Last weekend I’ve had a look at the “undulation” effect at 1ns transition times and sure enough I was able to reproduce it on the SDG6052X, as demonstrated by the following screenshots. Yet it’ll turn out that’s not the whole story…
First the minimum pulse width of 3.4ns with 1ns transition times viewed on a fast scope at a timebase of 5ns/div. The reference traces are just there to demonstrate what this pulse looks like with 200MHz (blue) and 20MHz (orange) 1st order bandwidth limit. This further demonstrates that we really need a fast scope in order to properly characterize a beast like the SDG6052X:

Pulse_BWL_SDG6052X_1.5V_3.4ns_1ns
The same scenario at a faster timebase of 1ns/div just for closer inspection.

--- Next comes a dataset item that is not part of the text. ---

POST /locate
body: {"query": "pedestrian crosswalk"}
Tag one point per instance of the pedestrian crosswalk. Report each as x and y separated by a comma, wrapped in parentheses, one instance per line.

We can see that the rise- and fall times of the SDG6052X are still pretty accurate despite the continuously changing waveform, aka “undulation”:

Pulse_BWL_SDG6052X_1.5V_3.4ns_1ns_Z
As we already know, this effect nearly ceases when reverting to the default 2ns transition times:

Pulse_BWL_SDG6052X_1.5V_3.4ns_2ns
The same “undulation” effect can be observed with wider pulses, like 10ns in the following example:

Pulse_BWL_SDG6052X_1.5V_10ns_1ns
And again, the pulse gets pretty clean with 2ns transition times:

Pulse_BWL_SDG6052X_1.5V_10ns_2ns
So far so good (or not), this has been nothing new. But when I needed a narrow pulse with fast transitions again the next day, things looked completely different. As can be seen, all of a sudden the shape of the pulse is now absolutely stable and as expected, average transition times got even faster with less standard deviation:

Pulse_SDG6052X_1.5V_A10dB_3.3ns_1ns
The same is true for the wider 10ns pulse:

Pulse_SDG6052X_1.5V_A10dB_10ns_1ns
Finally a cursor measurement in order to confirm the automatic rise time measurement of 970ps:

Pulse_SDG6052X_RT_1.5V_A10dB_10ns_1ns
So it looks like the SDG6000X behaves differently (depending on its mood) every other day and I suspect some incomplete initialization, which Siglent should be able to fix eventually. At least my test indicates that the issue should be easily fixable.
Btw, I also looked at the Sync to Output jitter and was unable to reproduce it at 1MHz. Yet the ~3.3ns jitter is certainly there at most other frequencies.